Наступило молчание, и почтальон, выбрав минуту, подал голос.
— Что там такое? — надтреснуто спросила с веранды пожилая женщина.
Из-за кустов вышла молодая, лет тридцати.
— Почтальон, — сказала она, и почтальон по голосу узнал в ней ту, что произносила слова горьких признаний.
— Веди его сюда, Машенька, — сказала пожилая.
Почтальон поднялся на веранду. За молодой. Она шла впереди, прямая, сдержанная. Села, положила щеку на ладонь, глядела холодными зеленоватыми глазами из-под длиннющих темных ресниц.
"Ну хороша", — подумал почтальон и отвел глаза.
Тут же увидел молодого мужчину, тоже вышедшего из кустов. Мужчина был худощав, тонок в поясе. Лицо умное, живое. И кисти рук тонкие, очень белые. Только на лбу, справа, змеится розовый шрам. Да вместо одного пальца на левой руке закрученная узлом культя.
"И этот ничего, — подумал почтальон, — породистый, вроде благородного бандита из "Эльдорадского мстителя".
— Что же вы? — спросила Машенька.
Почтальон протянул письмо. Пожилая вгляделась в адрес.

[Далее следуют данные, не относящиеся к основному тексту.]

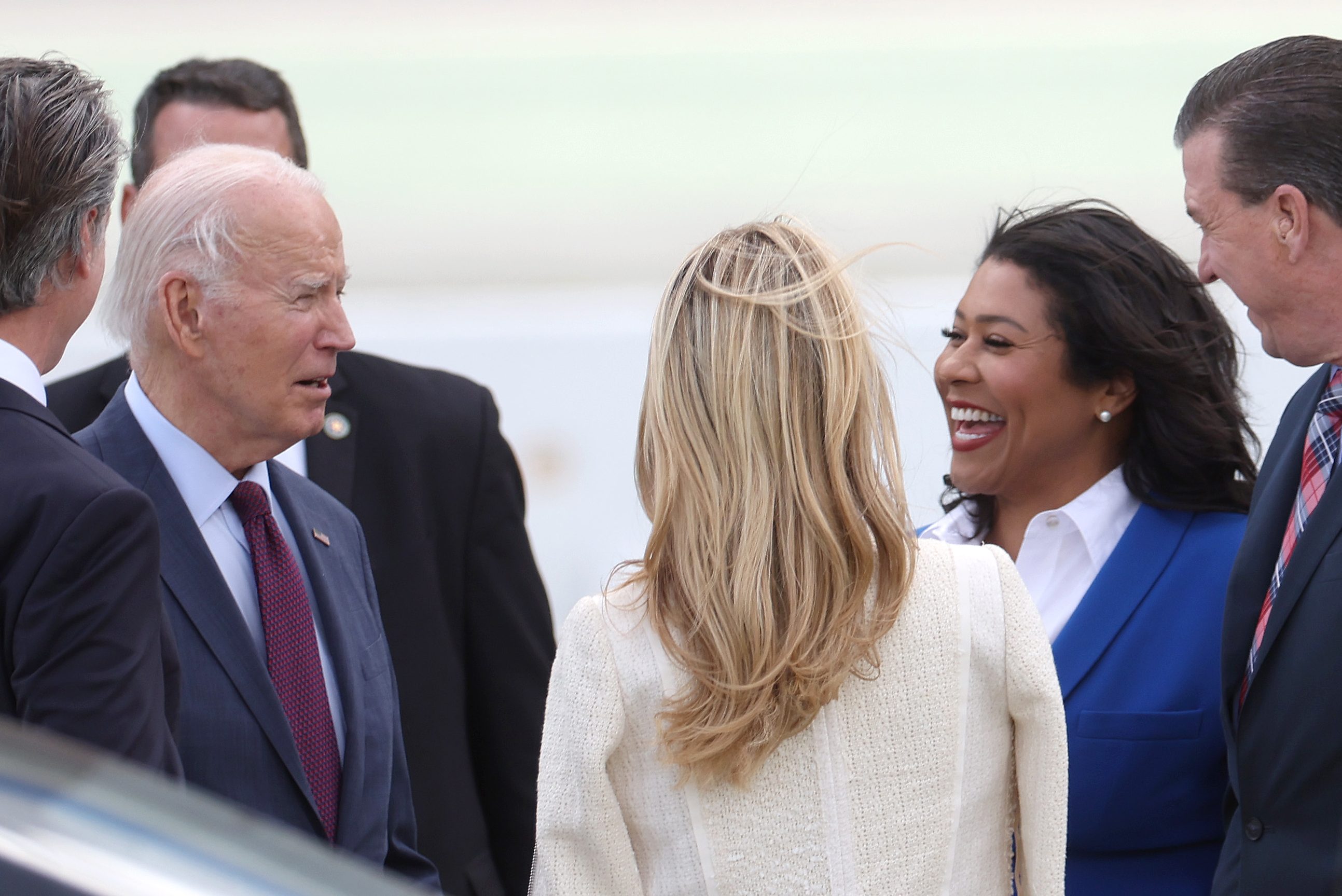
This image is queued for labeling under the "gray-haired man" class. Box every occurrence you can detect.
[0,59,180,774]
[78,145,437,887]
[1174,36,1342,894]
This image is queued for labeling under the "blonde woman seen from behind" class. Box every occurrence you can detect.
[535,222,1067,896]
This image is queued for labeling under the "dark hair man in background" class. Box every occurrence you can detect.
[50,59,554,896]
[0,59,181,774]
[1174,37,1342,896]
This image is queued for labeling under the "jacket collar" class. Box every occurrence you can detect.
[0,380,70,438]
[1054,504,1193,700]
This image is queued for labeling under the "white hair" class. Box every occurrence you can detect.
[102,144,322,355]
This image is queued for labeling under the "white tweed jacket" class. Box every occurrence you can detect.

— И не разберешь, что тут нацарапано. Прочти, Гришенька. А вы, молодой человек, посидите с нами, попейте чайку. Варенье… крыжовниковое… для него варила.
— Мама, мама, — произнесла Машенька все тем же — с болью и холодком — голосом.
— Да ладно, что уж.
Почтальон понял, что они очень не хотят оставаться одни. И не только потому, что присутствие постороннего человека разряжает обстановку, но еще и потому, что им не хочется оставаться наедине со своими мыслями. У пожилой женщины они были о том, что вот Сенечка и Машенька не любили покойного и что ей самой нужно бы их за это меньше любить, да не получается и только очень горько на душе.
А у молодых — что надо притворяться ради матери и что она им этого никогда в глубине души не простит. И еще о том, что и сами они скверные: не любят того, неизвестного, кого им надо бы любить.